Mon Père était un organisateur hors pair. Chacun des 16 enfants est actionnaire de la Société des Etablissements MONKAM à hauteur de 4,17% ainsi que les 5 veuves du Père et ses deux sœurs. Il y a un Conseil d’administrateur ainsi qu’un Président du Conseil d’administration installés par mon Père lui-même depuis des années. Maintenant, nous devons poursuivre l’œuvre du Père en instaurant notamment la bonne gouvernance et la transparence dans les comptes et les actions du Groupe. C’est essentiel pour la poursuite de l’entreprise familiale. Pour survivre face à la concurrence devenue féroce, le Groupe MONKAM devra se rénover profondément et je prendrai toute ma part dans cette lourde restructuration.

Pourquoi les travaux de construction de l’extension de l’hôtel la Falaise de Yaoundé semble en arrêt ?

Vous savez que l’épidémie du Covid-19 a durement frappé le secteur du tourisme au niveau mondial. Nous vivons un instant de crise. Mais nous en voyons l’issue avec la vaccination et le redressement des vols internationaux. Le chantier auquel vous faites référence devra être terminé au plus vite, notamment avant la CAN de janvier et février 2022 si c’est possible.

Avant l’inhumation de sieur Monkam, la Famille s’est retrouvée au Tribunal pour quelle raison ?

Je viens d’évoquer la nécessité de transparence et de bonne gouvernance. C’est dans ce cadre que j’avais moi-même saisi le Tribunal de Première Instance de Douala le 5 mars 2021 afin de placer sous protection les biens de mon Père qu’il s’agisse de ses biens personnels ou de sa société dont il a été le fondateur et l’unique contributeur financier. L’excellent Président du Tribunal, Mr QUENTIN DJAPITE NDOUMBE, a entendu les arguments des différentes parties et a appliqué le droit. Cette décision nous permettra de sauver l’entreprise en attendant que nous finalisions notre organisation et la succession.

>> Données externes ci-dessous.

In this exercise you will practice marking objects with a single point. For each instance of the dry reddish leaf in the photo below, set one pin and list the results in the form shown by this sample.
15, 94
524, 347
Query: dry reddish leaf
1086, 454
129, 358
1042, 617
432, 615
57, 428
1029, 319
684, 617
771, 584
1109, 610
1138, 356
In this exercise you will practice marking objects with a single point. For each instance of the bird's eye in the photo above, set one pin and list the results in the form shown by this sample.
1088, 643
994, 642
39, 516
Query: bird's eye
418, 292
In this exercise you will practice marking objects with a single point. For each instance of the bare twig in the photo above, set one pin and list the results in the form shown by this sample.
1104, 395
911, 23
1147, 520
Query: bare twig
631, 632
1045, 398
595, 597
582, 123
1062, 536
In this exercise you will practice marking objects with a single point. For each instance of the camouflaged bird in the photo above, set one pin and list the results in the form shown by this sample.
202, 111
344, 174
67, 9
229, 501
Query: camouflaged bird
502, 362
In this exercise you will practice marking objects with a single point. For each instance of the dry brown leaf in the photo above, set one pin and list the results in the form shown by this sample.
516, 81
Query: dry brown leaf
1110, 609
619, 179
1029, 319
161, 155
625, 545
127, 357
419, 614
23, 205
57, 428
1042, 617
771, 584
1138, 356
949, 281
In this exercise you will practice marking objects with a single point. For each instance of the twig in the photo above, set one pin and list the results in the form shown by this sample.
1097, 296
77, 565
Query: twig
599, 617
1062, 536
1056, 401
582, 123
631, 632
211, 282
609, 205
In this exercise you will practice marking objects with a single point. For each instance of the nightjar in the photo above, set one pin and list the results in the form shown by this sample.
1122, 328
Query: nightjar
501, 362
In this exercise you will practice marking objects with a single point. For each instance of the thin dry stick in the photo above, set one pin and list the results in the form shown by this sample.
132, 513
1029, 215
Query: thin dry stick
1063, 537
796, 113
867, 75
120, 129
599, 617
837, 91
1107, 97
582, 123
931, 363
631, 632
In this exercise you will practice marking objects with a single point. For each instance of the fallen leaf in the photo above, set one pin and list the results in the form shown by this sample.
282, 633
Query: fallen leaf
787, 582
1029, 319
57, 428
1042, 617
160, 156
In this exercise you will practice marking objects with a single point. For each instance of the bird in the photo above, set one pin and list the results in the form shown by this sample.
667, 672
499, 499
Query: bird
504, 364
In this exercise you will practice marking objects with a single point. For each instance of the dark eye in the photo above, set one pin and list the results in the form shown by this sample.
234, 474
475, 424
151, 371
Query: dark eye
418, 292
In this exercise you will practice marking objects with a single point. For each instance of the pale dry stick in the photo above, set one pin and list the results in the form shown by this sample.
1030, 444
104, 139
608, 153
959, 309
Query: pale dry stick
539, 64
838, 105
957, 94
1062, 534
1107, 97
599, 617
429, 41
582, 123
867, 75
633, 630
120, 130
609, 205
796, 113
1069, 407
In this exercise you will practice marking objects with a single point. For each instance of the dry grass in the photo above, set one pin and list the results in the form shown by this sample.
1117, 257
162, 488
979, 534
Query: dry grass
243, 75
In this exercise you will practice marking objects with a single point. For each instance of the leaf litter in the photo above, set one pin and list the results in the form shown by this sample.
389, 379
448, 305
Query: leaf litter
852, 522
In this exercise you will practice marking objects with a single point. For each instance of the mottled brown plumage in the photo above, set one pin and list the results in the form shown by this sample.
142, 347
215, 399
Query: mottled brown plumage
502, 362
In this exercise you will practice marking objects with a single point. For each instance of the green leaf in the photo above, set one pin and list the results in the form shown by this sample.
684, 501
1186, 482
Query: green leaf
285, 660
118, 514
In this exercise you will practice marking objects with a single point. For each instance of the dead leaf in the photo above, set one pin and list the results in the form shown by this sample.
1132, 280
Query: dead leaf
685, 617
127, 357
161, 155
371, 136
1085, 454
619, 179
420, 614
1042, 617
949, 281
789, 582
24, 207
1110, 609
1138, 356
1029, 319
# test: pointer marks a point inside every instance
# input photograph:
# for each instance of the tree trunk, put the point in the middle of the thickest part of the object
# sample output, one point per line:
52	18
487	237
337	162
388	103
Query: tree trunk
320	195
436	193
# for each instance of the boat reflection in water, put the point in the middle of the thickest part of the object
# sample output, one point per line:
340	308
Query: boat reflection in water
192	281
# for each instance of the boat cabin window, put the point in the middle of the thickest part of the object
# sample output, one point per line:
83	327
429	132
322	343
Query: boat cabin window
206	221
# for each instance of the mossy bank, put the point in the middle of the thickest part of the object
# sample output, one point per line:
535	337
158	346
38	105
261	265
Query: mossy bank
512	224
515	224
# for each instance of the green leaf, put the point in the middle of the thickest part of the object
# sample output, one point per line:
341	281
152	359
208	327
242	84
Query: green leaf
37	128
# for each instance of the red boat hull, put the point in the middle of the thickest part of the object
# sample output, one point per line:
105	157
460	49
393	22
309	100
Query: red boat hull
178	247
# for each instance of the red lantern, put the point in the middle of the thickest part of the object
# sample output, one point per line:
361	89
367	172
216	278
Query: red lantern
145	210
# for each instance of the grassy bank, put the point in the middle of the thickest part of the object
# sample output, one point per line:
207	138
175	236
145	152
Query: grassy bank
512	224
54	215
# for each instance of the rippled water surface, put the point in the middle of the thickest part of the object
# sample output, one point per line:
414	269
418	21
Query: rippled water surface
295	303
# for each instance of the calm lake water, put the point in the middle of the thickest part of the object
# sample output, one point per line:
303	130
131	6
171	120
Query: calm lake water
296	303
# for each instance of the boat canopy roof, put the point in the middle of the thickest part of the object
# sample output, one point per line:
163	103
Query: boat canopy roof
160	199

Le 27 Mai 2021, le Tribunal de premier instance de Douala Bonandjo a désigné un collège de trois administrateurs séquestres. Quel impact cette décision aura-t-elle sur le fonctionnement du Groupe MONKAM ?

La culture populaire camerounaise craint souvent les administrateurs qui sont généralement perçus comme intrusifs dans les affaires d’une famille. Je pense tout le contraire ! Les administrateurs constituent une institution judiciaire respectable dont le mandat est clairement délimité et contrôlé. La nomination d’un collège de 3 experts (deux hommes et une femme – Présidente coordinatrice) et non d’un expert seul est une sécurité supplémentaire contre d’éventuelle dérive de l’institution elle-même. Et j’y veillerai personnellement car c’est moi, sous l’autorité suprême du Tribunal, qui ai souhaité cette nomination. Si la mission de ces administrateurs n’est pas entravée en pratique comme on peut le craindre, ils permettront de sécuriser les biens et revenus de Feu le Père Fondateur pendant cette phase transitoire de la succession. Je suis très optimiste. J’ai déjà dit dans vos colonnes “N’ayez pas peur !”.

Face à un si grand nombre de procès, le Groupe MONKAM survivra -t-il ?

Ces procédures judiciaires ont justement pour objet de garantir la survie du Groupe MONKAM et non l’inverse ! Je le répète : nous devons établir la bonne gouvernance et la transparence dans les comptes. Faute de quoi, le Groupe MONKAM suivra le destin tragique et classique dé ces trop nombreuses entreprises familiales camerounaises qui ont disparu dans les années qui ont suivi la mort du Fondateur.

Concernant la procédure initiale portant sur le séquestre, le Tribunal a été saisi très tôt pour la première fois et a tranché, ce qui donne une chance au Groupe MONKAM de survivre et non pas de péricliter. Je ne peux que souhaiter que cette décision, immédiatement exécutoire, fera jurisprudence et deviendra un modèle pour les autres entreprises familiales suite à la disparition subite du Fondateur.